Extension field, degree of $[\mathbb Q(i,\sqrt{-3}):\mathbb Q]$

Question

I want to calculate the degree of $[\mathbb Q(i,\sqrt{-3}):\mathbb Q]$, can I do like that:

$$X=i+\sqrt{-3}\implies X=i(1+\sqrt{3})\implies X^2=-(1+\sqrt{3})^2\implies X^2=-1-2\sqrt{3}-3\implies X^2+4=\sqrt 3\implies (X^2+4)^2=3\implies X^4+8X^2-13=0$$

Since $p(X)=X^4+8X^2-13$ is irreducible, $[\mathbb Q(i,\sqrt{-3}):\mathbb Q]=4$.

If it's wrong I don't know how to do.

Answer 1

This shows that the degree of the extension is at least $4$.

Now prove the other direction of showing it is at most $4$ (this is the easier direction)

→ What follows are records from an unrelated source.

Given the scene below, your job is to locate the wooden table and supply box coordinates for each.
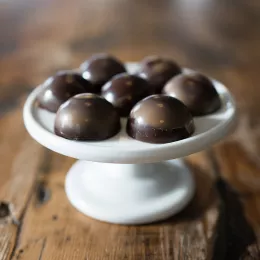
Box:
[0,0,260,259]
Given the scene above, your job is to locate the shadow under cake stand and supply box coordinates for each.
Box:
[23,64,236,224]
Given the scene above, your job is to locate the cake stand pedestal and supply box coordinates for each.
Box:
[65,159,193,224]
[23,63,236,224]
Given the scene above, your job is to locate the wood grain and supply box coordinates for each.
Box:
[11,152,219,260]
[0,103,44,259]
[0,0,260,259]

Another way of arguing the correctness would be to prove the element you considered is a primitive element of the extension

Answer 2

What you have proved is that $[\Bbb Q(i+\sqrt{-3}):\Bbb Q]=4$. It is clear that $\Bbb Q(i+\sqrt{-3})\subset \Bbb Q(i,\sqrt{-3})$, but you must prove the converse inclusion.